In response to the Trump administration’s attempts to unmask an account that is critical of the president, Twitter TWTR filed a lawsuit against the U.S. government on Thursday. The social media platform is apparently willing to go up against the feds in court in order to protect its users’ privacy.

The account in question goes by the handle @ALT_uscis, which is short for “Alternative U.S. Citizenship and Immigration Services.” There is no clear evidence that the user or users behind the account are actually employees of this agency, and it is just one of a number of “alternative” government-related accounts that have popped up in protest to the Trump administration.

These accounts often present themselves as rogue government employees or administration insiders that are attempting to publicize internal frustrations with the president’s policies. For the average Twitter user, there is simply no way to prove if this is true or not, but the government sure would like to find out.

According to Twitter’s lawsuit, an agent of U.S. Customs and Border Protection (CBP) faxed a summons to the social media company last month requesting the account’s personal details, including its login, phone number, and IP address.

So why does any of this matter?

Well, if Twitter were forced to give up the account’s information, it could set a precedent that would certainly concern even the most optimistic internet privacy advocates. 

As the company states in its guide for law enforcement officials, Twitter will provide account information only if by way of a "subpoena, court order, or other valid legal process."

This case could have implications for the privacy of every American, and it is rooted in a debate about the extent to which the government needs to know about its citizen private lives.

But that’s not the only thing at stake here.

For Twitter users, a key function of the site is being called into question here. Twitter has never required its users to publicly present their real selves, and a vast number of people opt to remain anonymous. If a request from the government is all it takes to overturn this anonymity, wouldn’t one of Twitter’s main appeals be pretty irrelevant?

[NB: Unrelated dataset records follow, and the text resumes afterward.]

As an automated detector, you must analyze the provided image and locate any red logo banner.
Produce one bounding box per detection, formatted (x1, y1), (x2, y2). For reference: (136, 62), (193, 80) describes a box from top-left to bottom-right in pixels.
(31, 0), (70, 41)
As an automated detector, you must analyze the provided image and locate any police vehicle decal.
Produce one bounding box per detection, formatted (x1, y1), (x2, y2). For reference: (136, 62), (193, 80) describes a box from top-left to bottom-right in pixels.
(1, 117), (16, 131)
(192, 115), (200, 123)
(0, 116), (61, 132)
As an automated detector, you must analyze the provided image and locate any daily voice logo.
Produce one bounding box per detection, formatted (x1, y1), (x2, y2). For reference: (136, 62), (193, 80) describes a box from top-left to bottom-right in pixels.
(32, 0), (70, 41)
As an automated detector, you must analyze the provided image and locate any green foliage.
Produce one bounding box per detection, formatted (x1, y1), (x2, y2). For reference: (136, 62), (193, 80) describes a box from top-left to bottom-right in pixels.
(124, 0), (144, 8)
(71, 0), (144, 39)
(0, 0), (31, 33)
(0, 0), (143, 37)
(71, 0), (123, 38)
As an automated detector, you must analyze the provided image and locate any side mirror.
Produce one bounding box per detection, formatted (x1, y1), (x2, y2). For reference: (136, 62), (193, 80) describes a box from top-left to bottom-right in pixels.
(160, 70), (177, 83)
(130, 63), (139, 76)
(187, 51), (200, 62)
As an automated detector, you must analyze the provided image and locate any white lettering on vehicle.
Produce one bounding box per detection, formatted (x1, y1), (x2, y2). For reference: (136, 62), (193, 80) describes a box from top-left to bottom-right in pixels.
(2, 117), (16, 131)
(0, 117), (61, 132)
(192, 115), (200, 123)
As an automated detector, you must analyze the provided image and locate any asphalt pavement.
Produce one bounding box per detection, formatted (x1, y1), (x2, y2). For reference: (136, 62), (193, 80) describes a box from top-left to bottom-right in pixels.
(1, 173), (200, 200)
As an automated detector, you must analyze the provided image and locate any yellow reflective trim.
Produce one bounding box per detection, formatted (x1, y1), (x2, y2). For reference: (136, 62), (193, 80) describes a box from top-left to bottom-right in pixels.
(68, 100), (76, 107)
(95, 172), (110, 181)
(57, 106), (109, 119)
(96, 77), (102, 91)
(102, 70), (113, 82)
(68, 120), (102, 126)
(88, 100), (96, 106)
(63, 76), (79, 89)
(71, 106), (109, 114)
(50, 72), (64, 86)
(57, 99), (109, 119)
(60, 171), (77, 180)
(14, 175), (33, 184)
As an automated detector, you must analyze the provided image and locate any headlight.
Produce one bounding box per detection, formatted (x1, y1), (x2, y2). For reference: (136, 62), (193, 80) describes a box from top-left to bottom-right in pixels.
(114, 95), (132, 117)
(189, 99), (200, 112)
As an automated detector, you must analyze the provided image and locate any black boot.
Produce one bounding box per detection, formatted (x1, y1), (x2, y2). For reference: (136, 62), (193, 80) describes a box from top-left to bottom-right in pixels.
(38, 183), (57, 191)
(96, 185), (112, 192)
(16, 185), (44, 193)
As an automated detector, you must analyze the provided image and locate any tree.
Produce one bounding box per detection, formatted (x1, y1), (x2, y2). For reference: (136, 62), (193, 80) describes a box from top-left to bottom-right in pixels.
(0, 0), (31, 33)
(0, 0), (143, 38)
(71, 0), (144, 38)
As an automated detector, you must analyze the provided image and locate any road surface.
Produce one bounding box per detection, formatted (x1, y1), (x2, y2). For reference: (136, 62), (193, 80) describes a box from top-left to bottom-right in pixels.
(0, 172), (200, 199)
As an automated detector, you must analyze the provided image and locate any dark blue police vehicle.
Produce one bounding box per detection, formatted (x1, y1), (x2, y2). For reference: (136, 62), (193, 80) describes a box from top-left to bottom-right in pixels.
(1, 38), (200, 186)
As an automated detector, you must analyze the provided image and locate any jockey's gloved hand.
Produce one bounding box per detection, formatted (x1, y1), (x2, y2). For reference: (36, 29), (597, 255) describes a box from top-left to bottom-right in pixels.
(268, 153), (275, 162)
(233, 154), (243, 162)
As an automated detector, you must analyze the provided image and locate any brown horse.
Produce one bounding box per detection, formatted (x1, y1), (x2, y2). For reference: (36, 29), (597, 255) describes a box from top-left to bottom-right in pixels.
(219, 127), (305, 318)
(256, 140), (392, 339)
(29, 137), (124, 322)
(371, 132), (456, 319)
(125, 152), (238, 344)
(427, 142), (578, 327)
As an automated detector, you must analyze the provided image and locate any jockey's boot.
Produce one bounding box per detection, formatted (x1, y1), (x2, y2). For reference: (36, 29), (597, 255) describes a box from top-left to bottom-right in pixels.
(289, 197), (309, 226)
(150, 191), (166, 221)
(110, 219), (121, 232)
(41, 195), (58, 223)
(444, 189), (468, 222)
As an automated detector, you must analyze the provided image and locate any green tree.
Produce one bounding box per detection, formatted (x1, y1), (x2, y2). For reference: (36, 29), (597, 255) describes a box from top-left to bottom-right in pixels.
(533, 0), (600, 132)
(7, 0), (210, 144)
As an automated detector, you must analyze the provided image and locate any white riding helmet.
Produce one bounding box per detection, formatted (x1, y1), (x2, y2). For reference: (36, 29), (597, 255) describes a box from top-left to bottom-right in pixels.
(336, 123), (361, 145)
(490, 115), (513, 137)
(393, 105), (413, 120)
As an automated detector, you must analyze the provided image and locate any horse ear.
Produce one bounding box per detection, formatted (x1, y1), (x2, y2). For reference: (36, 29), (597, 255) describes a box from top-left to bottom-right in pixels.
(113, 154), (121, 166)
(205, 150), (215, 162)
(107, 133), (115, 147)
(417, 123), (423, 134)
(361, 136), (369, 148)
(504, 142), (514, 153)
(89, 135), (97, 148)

And on a less-serious side note, I really hope this doesn’t threaten the number of comedic parody accounts on Twitter. They help make Twitter fun.

Overall, the lawsuit proves that Twitter is willing to stand up to even the most powerful of legal opponents on behalf of its users. The case is reminiscent of Apple’s AAPL refusal to create a “backdoor” operating system that would the FBI to hack the phone of a terrorist implicated in 2015’s infamous San Bernardino shooting.